Researchers say the knowledge that events are being recorded creates a self-awareness in all participants during police interactions.
This turns body-worn video into a preventative treatment, causing people to change their behaviour in response to an awareness of surveillance by cameras.
During the 12-month Rialto experiment, use-of-force by officers wearing cameras fell by 59% and reports against officers dropped by 87%.
However, the research team says the Rialto experiment is only the first step on a long road of evidence-gathering.
In the US, President Obama promised to spend $75 million on body-worn cameras to try to restore faith in police forces after the killing of several unarmed black men.
The University of Cambridge researchers are currently replicating the Rialto experiment with 30 police forces across the world, from the West Yorkshire force in the UK to forces in the US and Uruguay.

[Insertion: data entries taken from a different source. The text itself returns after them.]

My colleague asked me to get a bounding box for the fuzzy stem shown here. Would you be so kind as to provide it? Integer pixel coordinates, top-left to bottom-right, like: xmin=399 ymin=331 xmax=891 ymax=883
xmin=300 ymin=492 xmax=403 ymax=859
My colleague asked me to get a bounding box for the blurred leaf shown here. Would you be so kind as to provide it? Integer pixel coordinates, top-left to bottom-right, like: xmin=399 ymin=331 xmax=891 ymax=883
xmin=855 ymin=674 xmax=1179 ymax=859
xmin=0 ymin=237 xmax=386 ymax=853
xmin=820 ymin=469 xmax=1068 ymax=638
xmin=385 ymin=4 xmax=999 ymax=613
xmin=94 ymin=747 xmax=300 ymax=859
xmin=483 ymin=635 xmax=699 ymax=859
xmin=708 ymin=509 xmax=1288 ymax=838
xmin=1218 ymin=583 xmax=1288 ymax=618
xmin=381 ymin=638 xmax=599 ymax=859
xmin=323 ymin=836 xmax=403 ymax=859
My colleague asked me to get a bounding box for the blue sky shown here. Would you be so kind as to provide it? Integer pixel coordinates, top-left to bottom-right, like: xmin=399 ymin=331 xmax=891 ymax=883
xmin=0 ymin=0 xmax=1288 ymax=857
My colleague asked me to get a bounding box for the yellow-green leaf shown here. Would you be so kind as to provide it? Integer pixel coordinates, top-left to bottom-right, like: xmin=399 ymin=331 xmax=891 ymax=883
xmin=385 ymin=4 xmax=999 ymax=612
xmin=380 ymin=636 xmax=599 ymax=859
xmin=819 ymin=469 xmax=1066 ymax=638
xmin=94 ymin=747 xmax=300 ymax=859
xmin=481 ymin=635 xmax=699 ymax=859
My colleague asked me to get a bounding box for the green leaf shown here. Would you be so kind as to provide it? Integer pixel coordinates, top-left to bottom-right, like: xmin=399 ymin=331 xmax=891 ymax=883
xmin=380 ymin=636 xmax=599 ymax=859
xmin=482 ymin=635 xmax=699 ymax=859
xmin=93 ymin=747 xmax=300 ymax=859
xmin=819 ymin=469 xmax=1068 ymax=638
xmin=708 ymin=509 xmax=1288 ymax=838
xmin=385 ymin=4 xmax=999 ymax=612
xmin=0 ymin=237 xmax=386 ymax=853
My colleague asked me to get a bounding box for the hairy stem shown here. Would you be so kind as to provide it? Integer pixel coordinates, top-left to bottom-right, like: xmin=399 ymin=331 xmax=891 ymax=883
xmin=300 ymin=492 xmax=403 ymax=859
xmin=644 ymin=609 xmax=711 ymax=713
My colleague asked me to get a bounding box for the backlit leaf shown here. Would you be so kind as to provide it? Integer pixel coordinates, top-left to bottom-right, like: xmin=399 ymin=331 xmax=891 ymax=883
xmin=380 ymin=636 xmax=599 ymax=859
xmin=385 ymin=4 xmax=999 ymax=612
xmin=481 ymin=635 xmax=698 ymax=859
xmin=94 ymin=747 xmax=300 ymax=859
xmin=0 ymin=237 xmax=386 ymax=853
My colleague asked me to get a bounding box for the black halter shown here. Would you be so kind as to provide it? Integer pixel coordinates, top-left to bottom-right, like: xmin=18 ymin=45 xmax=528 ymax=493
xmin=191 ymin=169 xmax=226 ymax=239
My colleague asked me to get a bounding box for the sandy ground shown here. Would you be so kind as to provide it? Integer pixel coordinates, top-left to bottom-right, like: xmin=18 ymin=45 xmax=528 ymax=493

The findings are expected to be announced in July 2015.
“Historically, courtroom testimonies of response officers have carried tremendous weight, but prevalence of video might lead to reluctance to prosecute when there is no evidence from body-worn-cameras to corroborate the testimony of an officer, or even a victim,” said Ariel.
“Body-worn-video has the potential to improve police legitimacy and enhance democracy, not least by calming situations on the front line of policing to prevent the pain and damage caused by unnecessary escalations of volatile situations. But there are substantial effects of body-worn-video that can potentially offset the benefits which future research needs to explore.”
The researchers urge police forces considering implementing body-worn-cameras to contact them for guidance.
The initial results of the study, “The Effect of Police Body-Worn Cameras on Use of Force and Citizens’ Complaints Against the Police: A Randomised Controlled Trial”, is reported in the Journal of Quantitative Criminology.